L'invasion russe de l'Ukraine. Devenir mère et s'éloigner de la compétition. Elle a changé sa perception de ce qui est vraiment important : son retour au tennis ne serait pas conditionné par les attentes passées, un fardeau dont elle s'est délestée dès qu'elle a remis le pied sur le court après avoir donné naissance à Skaï, le nouveau moteur de sa carrière. Après avoir atteint les demi-finales de l'Open d'Australie, enchaînant une série de 10 victoires consécutives (incluant un titre la semaine précédente), Svitolina, présente à Doha après l'un des meilleurs débuts d'année de sa carrière sportive, sait très bien ce qui a changé dans sa vie.

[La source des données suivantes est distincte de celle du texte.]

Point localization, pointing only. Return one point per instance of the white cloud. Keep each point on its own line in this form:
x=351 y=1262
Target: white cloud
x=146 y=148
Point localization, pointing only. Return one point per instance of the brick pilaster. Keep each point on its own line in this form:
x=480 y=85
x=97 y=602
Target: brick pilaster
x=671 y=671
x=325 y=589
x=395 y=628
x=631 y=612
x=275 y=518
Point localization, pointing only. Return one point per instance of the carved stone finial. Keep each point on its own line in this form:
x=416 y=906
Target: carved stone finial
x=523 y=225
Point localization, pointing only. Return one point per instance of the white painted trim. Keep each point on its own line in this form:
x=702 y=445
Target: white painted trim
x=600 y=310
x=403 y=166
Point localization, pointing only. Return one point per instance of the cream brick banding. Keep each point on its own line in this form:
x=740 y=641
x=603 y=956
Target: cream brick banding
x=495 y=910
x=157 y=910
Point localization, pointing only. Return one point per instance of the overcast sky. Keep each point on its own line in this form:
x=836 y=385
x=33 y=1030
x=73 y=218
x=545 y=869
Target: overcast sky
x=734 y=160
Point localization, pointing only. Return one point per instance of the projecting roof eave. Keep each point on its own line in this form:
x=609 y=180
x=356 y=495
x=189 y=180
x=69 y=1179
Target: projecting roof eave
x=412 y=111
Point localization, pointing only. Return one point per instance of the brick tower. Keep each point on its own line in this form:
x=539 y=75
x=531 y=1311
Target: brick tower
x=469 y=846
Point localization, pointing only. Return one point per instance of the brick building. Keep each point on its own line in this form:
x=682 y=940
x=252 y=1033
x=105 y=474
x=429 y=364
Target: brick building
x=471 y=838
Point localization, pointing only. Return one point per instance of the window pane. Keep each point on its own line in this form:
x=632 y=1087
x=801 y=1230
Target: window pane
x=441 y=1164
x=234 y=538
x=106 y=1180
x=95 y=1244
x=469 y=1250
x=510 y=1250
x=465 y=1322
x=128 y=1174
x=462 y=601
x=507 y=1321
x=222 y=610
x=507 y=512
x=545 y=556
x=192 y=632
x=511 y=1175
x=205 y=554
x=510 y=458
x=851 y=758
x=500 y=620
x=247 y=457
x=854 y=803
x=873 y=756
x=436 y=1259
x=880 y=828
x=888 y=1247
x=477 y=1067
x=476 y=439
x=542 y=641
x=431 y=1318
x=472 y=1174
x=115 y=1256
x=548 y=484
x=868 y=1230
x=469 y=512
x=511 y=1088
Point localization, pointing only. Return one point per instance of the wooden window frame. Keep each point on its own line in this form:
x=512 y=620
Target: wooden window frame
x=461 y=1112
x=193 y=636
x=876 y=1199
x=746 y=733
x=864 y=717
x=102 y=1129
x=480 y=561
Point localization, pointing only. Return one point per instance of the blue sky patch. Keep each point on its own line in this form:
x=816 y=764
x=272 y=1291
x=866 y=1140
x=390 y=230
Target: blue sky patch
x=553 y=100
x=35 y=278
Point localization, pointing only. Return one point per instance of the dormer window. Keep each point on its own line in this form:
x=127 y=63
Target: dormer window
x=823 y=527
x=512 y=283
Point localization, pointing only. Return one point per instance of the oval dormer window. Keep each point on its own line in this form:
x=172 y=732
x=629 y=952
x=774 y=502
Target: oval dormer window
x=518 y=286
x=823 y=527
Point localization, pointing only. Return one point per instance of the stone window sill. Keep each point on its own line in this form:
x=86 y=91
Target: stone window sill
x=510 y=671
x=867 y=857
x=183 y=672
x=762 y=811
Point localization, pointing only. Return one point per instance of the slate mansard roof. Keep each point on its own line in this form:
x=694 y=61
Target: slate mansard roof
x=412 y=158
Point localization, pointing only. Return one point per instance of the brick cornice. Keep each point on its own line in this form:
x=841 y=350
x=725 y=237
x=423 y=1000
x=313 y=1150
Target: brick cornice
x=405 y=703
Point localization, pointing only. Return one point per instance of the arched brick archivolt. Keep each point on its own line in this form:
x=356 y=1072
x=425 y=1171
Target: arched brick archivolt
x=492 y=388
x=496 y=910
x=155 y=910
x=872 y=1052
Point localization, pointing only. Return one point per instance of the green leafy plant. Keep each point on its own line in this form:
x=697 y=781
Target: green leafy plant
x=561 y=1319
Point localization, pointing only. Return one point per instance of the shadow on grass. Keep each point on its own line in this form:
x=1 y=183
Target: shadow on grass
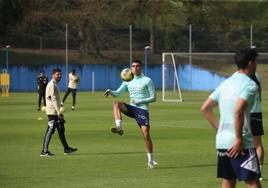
x=112 y=153
x=189 y=166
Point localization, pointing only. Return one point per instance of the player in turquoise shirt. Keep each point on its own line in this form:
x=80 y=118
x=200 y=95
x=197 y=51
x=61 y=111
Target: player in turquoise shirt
x=237 y=158
x=141 y=92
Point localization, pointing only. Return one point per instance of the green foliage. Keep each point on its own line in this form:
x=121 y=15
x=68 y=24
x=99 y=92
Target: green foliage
x=95 y=26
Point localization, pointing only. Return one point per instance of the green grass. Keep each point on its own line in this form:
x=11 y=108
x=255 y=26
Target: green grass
x=183 y=145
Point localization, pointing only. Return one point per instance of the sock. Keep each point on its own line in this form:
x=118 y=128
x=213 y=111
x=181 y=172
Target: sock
x=150 y=156
x=118 y=123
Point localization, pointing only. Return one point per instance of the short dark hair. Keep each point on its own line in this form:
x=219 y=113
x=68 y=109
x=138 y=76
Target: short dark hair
x=137 y=61
x=56 y=70
x=243 y=57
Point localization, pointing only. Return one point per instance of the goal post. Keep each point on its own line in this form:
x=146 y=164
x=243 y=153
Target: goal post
x=171 y=90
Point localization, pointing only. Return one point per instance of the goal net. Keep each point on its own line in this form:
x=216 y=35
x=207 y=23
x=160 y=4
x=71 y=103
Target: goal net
x=188 y=72
x=171 y=90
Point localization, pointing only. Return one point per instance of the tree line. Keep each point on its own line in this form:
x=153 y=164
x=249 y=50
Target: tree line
x=97 y=25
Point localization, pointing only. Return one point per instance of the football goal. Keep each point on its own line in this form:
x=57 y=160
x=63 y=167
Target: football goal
x=171 y=91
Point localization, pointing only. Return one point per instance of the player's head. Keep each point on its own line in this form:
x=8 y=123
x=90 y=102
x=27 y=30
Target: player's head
x=56 y=74
x=136 y=67
x=42 y=72
x=246 y=59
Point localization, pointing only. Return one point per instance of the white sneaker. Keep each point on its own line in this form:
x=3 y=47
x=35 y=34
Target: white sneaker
x=152 y=164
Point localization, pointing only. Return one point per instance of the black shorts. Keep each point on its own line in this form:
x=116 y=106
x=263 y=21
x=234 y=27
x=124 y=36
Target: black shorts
x=141 y=115
x=256 y=124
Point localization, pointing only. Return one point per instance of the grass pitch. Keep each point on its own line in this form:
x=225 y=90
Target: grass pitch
x=183 y=145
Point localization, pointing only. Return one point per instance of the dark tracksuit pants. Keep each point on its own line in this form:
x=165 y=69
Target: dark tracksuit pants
x=52 y=125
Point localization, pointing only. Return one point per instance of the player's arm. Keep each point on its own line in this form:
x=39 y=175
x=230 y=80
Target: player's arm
x=240 y=109
x=54 y=100
x=118 y=92
x=152 y=95
x=207 y=110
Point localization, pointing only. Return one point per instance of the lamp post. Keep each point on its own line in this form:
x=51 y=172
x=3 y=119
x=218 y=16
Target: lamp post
x=7 y=47
x=146 y=48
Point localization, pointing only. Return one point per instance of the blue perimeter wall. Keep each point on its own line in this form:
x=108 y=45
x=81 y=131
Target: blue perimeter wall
x=23 y=77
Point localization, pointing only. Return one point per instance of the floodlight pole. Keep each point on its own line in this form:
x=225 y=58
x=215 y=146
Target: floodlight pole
x=66 y=54
x=7 y=47
x=251 y=36
x=146 y=48
x=190 y=55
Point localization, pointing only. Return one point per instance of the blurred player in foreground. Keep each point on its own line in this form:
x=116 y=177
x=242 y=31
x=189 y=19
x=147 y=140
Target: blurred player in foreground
x=141 y=92
x=55 y=118
x=74 y=80
x=237 y=158
x=256 y=122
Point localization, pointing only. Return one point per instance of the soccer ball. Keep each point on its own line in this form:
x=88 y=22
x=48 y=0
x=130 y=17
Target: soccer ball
x=62 y=109
x=127 y=75
x=43 y=109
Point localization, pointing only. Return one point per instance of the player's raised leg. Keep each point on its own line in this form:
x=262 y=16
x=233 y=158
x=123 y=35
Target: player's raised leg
x=148 y=146
x=118 y=107
x=228 y=183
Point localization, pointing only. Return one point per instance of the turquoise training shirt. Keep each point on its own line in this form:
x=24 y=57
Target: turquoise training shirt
x=226 y=95
x=141 y=91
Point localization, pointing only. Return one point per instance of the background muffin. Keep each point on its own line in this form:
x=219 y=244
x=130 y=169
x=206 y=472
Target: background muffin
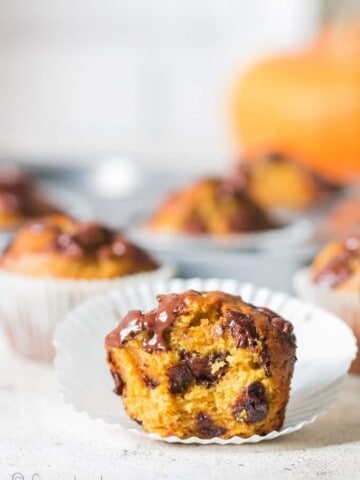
x=62 y=247
x=203 y=364
x=275 y=180
x=52 y=265
x=20 y=199
x=210 y=206
x=333 y=281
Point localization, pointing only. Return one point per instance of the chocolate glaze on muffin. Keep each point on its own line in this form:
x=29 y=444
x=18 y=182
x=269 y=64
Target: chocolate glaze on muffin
x=277 y=181
x=210 y=206
x=60 y=246
x=203 y=364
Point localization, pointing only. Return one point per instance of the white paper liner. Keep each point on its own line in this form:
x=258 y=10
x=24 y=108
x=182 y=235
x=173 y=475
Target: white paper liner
x=345 y=304
x=31 y=307
x=326 y=347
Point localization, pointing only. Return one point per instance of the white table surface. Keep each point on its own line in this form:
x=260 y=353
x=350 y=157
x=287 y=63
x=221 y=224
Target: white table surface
x=41 y=435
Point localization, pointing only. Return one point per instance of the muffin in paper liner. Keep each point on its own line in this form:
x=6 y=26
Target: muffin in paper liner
x=31 y=307
x=318 y=377
x=344 y=303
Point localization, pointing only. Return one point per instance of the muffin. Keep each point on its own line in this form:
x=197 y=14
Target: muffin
x=53 y=264
x=62 y=247
x=276 y=181
x=213 y=206
x=333 y=281
x=20 y=200
x=203 y=364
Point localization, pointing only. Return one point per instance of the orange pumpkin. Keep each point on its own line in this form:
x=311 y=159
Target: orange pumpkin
x=305 y=104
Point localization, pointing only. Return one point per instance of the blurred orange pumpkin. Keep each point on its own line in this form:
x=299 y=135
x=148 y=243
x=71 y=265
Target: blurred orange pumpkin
x=306 y=104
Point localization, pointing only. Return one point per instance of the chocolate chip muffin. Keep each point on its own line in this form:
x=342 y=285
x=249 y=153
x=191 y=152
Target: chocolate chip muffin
x=203 y=364
x=333 y=282
x=62 y=247
x=277 y=181
x=213 y=206
x=338 y=265
x=54 y=264
x=20 y=199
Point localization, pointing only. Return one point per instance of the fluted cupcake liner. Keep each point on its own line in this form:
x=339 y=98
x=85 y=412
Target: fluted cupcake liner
x=326 y=347
x=31 y=307
x=345 y=304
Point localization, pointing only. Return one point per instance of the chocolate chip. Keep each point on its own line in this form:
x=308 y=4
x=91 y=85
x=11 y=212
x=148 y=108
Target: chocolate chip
x=242 y=329
x=280 y=323
x=150 y=382
x=179 y=378
x=119 y=383
x=201 y=368
x=264 y=360
x=206 y=427
x=252 y=406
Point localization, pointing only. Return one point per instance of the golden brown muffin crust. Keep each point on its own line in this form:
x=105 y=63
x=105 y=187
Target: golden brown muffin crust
x=60 y=246
x=210 y=206
x=277 y=181
x=203 y=364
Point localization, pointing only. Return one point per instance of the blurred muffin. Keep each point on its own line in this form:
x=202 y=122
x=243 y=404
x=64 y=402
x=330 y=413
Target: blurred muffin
x=276 y=181
x=333 y=281
x=52 y=265
x=338 y=265
x=342 y=221
x=20 y=200
x=203 y=364
x=210 y=206
x=62 y=247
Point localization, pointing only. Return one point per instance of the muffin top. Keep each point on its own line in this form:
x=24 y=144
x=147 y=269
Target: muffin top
x=203 y=364
x=20 y=199
x=210 y=206
x=278 y=181
x=338 y=265
x=59 y=246
x=218 y=311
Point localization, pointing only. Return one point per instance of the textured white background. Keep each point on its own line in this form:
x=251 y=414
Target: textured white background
x=40 y=434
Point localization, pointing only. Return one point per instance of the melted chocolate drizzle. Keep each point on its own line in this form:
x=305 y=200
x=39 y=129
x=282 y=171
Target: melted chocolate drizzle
x=337 y=270
x=253 y=403
x=92 y=238
x=155 y=322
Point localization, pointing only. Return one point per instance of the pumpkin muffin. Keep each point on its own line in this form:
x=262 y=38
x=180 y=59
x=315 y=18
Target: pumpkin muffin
x=333 y=281
x=62 y=247
x=213 y=206
x=276 y=181
x=52 y=265
x=203 y=364
x=20 y=199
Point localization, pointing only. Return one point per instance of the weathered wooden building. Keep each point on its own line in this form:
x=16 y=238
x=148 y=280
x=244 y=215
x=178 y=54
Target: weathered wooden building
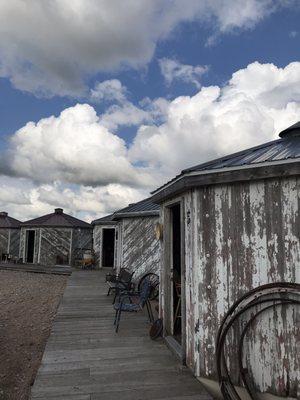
x=138 y=249
x=230 y=225
x=56 y=238
x=105 y=236
x=9 y=237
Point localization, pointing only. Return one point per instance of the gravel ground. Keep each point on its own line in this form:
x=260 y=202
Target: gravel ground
x=28 y=304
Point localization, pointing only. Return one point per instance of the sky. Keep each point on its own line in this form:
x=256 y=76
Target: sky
x=103 y=101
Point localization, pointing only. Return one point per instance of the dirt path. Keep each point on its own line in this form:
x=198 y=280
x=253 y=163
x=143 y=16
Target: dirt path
x=28 y=303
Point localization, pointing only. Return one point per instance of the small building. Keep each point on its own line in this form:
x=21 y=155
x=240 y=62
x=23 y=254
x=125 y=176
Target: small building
x=230 y=225
x=105 y=236
x=55 y=239
x=9 y=237
x=126 y=239
x=138 y=249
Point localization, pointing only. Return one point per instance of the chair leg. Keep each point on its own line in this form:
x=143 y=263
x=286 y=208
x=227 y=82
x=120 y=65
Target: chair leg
x=116 y=315
x=118 y=320
x=151 y=313
x=115 y=296
x=149 y=310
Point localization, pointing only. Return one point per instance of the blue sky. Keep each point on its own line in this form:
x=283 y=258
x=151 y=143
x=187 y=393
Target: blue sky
x=222 y=40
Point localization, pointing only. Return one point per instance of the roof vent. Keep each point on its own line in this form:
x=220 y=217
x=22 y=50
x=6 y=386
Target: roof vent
x=293 y=130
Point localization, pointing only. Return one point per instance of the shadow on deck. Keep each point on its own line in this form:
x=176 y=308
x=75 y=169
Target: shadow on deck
x=86 y=360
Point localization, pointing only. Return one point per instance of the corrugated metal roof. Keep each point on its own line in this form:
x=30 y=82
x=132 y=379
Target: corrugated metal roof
x=286 y=148
x=57 y=219
x=108 y=219
x=144 y=207
x=8 y=222
x=281 y=149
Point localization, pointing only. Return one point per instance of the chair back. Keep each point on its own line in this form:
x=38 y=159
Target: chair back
x=125 y=276
x=145 y=292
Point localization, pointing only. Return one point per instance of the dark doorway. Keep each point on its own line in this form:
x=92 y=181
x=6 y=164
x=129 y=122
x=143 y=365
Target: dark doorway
x=30 y=242
x=176 y=264
x=108 y=247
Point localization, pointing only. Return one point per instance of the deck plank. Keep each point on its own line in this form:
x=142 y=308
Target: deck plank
x=85 y=359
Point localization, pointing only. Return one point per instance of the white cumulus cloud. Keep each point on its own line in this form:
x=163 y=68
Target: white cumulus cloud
x=250 y=109
x=52 y=47
x=174 y=70
x=73 y=147
x=74 y=161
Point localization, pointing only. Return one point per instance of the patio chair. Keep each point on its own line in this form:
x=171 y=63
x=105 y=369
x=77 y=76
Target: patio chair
x=133 y=302
x=122 y=282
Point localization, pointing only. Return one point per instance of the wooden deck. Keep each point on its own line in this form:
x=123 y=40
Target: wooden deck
x=86 y=360
x=37 y=268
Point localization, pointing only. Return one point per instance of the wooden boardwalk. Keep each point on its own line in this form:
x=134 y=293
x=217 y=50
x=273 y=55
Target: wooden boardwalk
x=86 y=360
x=37 y=268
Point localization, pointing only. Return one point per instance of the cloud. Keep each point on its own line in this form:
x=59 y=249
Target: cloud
x=52 y=47
x=174 y=70
x=74 y=161
x=293 y=34
x=257 y=103
x=24 y=200
x=110 y=90
x=73 y=147
x=123 y=112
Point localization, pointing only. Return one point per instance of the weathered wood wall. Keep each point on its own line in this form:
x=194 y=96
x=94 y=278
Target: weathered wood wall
x=82 y=240
x=4 y=233
x=50 y=243
x=14 y=242
x=140 y=250
x=237 y=237
x=10 y=241
x=54 y=243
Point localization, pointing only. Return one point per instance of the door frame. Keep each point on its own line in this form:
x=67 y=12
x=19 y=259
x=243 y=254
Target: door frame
x=26 y=245
x=167 y=278
x=102 y=244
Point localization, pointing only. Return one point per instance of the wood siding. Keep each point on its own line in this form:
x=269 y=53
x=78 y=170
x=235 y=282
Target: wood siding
x=4 y=238
x=237 y=237
x=50 y=243
x=140 y=250
x=82 y=239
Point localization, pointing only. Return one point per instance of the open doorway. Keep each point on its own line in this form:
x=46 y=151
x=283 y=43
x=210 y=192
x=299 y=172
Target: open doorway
x=30 y=244
x=177 y=270
x=108 y=247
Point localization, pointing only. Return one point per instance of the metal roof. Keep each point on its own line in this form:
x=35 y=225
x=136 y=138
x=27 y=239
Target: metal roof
x=8 y=222
x=284 y=149
x=57 y=219
x=142 y=208
x=108 y=219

"Avant, c'était un sujet très sensible. Quand tu es jeune et que tu as été dans le top 3 pendant quelques année, on te place parmi les favorites à chaque Grand Chelem, mais tu n'y arrives jamais... c'est très compliqué. Être si près, jouer plusieurs demi-finales et avoir des opportunités, penser que tu peux y arriver, mais sans succès... c'est difficile", déclare sans détour lors d'une conversation avec TENNIS. Ces pensées, cependant, font désormais partie du passé : sa nouvelle philosophie devient le principal motif de son retour dans le top 10, ce qui fait d'elle une joueuse faisant partie de la crème de l'élite.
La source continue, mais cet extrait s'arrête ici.